# Mixolydian Soloing a la Shaun Baxter



## ShadyDavey (Jun 3, 2009)

As I'm sure some of you have noticed I quite often cite Shaun as an inspiration due to his great technique, melodic sense, control and wealth of musical ideas.

Just recently I've been LEGALLY AND HONESTLY ACQUIRING WITH DUE RESPECT TO INTERNATIONAL COPYRIGHT LAW as many issues of the Guitar Techniques magazine as I can get hold of in order to furnish myself with some theory, repertoire, and general cool licks to play and study if I can get hold of a guitar at all.

The link below is a .pdf I assembled covering Shaun's lessons on soloing with the Mixolyidan mode. There are 5 articles in all from December 1998 to April 1999 but don't despise them because they're a little old - the information is first rate. 

Now, this not only covers the Mixolydian mode but practically every permutation of scale and arpeggio you can derive from that mode in 5 positions and is probably the most richly rewarding article on the subject I've seen. 

If you find it useful, let me know and I'll upload the accompanying backing tracks which provide sample solos along with some progressions to solo over and put these ideas to good use.

4shared.com - document sharing - download Mixolydian Soloing Shaun Baxter.pdf


----------



## BigPhi84 (Jun 3, 2009)

Thanks, Davey Boy!


----------



## ShadyDavey (Jun 3, 2009)

No prob dude, although to be honest as you are Mr Theory I'd wonder if there's anything in there to suprise you


----------



## Metaljim (Jun 3, 2009)

Thanks for sharing, good stuff.
Can you upload the backing tracks?


----------



## BigPhi84 (Jun 3, 2009)

ShadyDavey said:


> No prob dude, although to be honest as you are Mr Theory I'd wonder if there's anything in there to suprise you



Hey now! LOL. There's a big difference of having the theory knowledge and being able to apply it!!! I'm still a beginner on guitar and need all the help I can get.

Phi ^_^


----------



## RiffRaff (Jun 4, 2009)

Cheers dude, I always appreciate people trying to help out others apply new ideas to their playing. Should be a good read.
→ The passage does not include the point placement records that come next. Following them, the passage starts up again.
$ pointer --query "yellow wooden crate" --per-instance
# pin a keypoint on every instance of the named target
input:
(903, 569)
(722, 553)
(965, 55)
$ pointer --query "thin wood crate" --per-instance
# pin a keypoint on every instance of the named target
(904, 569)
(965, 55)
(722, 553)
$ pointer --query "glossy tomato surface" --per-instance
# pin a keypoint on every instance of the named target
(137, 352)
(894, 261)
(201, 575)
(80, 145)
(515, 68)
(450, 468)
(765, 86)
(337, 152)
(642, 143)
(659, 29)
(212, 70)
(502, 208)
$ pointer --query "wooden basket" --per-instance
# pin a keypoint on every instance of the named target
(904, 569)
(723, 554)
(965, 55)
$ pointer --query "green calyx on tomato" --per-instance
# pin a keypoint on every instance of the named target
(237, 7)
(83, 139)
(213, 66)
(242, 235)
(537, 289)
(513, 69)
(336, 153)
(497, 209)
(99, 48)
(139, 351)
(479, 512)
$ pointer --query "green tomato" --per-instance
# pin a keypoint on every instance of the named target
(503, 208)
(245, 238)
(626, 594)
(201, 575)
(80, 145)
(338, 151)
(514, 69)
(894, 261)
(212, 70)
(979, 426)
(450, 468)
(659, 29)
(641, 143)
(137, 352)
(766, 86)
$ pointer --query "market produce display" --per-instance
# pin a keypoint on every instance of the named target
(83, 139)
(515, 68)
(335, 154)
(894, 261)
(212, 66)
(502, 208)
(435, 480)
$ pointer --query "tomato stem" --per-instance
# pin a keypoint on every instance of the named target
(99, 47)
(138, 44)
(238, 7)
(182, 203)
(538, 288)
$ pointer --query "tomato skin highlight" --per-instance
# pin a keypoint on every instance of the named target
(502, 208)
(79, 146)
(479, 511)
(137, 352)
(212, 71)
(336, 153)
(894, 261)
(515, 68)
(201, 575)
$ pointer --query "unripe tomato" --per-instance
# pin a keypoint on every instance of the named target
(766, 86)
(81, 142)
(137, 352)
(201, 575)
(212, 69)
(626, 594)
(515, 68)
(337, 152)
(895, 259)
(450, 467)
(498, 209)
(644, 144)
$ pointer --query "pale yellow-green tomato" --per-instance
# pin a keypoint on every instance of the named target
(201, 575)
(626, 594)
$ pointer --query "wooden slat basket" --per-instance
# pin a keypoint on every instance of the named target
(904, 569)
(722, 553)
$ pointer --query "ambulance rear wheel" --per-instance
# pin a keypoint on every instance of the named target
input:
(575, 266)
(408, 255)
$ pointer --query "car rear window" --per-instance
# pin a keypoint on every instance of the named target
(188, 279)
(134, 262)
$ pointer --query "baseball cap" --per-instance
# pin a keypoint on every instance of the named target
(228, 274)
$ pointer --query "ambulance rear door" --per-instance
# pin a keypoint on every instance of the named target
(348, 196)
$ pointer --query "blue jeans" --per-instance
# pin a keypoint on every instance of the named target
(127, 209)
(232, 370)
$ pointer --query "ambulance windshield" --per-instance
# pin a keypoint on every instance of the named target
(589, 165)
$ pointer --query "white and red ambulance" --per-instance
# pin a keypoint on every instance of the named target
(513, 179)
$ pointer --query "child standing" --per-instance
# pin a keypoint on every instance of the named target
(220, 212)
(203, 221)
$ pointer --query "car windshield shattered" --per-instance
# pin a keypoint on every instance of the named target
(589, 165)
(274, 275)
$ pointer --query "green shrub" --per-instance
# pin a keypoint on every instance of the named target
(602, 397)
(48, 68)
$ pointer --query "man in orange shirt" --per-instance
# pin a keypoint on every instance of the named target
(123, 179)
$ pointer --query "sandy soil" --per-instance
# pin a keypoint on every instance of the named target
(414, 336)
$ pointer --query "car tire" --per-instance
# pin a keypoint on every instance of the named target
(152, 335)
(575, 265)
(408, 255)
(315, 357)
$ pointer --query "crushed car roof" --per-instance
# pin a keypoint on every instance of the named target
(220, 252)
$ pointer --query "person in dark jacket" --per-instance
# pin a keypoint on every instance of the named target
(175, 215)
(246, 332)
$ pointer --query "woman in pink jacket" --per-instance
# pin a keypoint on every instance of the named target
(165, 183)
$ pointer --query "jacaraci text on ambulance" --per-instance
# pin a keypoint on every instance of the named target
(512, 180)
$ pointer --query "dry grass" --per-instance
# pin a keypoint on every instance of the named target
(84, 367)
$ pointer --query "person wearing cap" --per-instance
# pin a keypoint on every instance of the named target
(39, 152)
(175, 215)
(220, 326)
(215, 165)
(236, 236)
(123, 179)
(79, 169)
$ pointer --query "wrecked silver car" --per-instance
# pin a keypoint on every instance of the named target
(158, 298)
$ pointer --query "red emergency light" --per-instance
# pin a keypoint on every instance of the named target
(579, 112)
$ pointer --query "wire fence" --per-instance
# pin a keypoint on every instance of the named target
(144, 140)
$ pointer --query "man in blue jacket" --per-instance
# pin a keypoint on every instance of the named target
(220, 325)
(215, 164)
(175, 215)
Thanks again


----------



## Excalibur (Jun 4, 2009)

Glad to see somebody else knows Shaun, I love Jazz Metal


----------



## ShadyDavey (Jun 4, 2009)

Metaljim said:


> Thanks for sharing, good stuff.
> Can you upload the backing tracks?



I can matey - give me an hour or so and I'll get them uploaded.



Excalibur said:


> Glad to see somebody else knows Shaun, I love Jazz Metal



Yeah, he was my tutor at GIT on a couple of courses and I did some private lessons with him. 

I need to check out Carl Palmer's Live vol 1 and 2 because he's on that and wailing by all accounts.

Ok, DL link for the audio files (backing tracks, sample solos and intro notes):

4shared.com - online file sharing and storage - download Mixolydian Audio Files.rar


----------



## DDDorian (Jun 5, 2009)

Fixed the typo in the first post


----------



## ShadyDavey (Jun 5, 2009)

I thought it went without saying


----------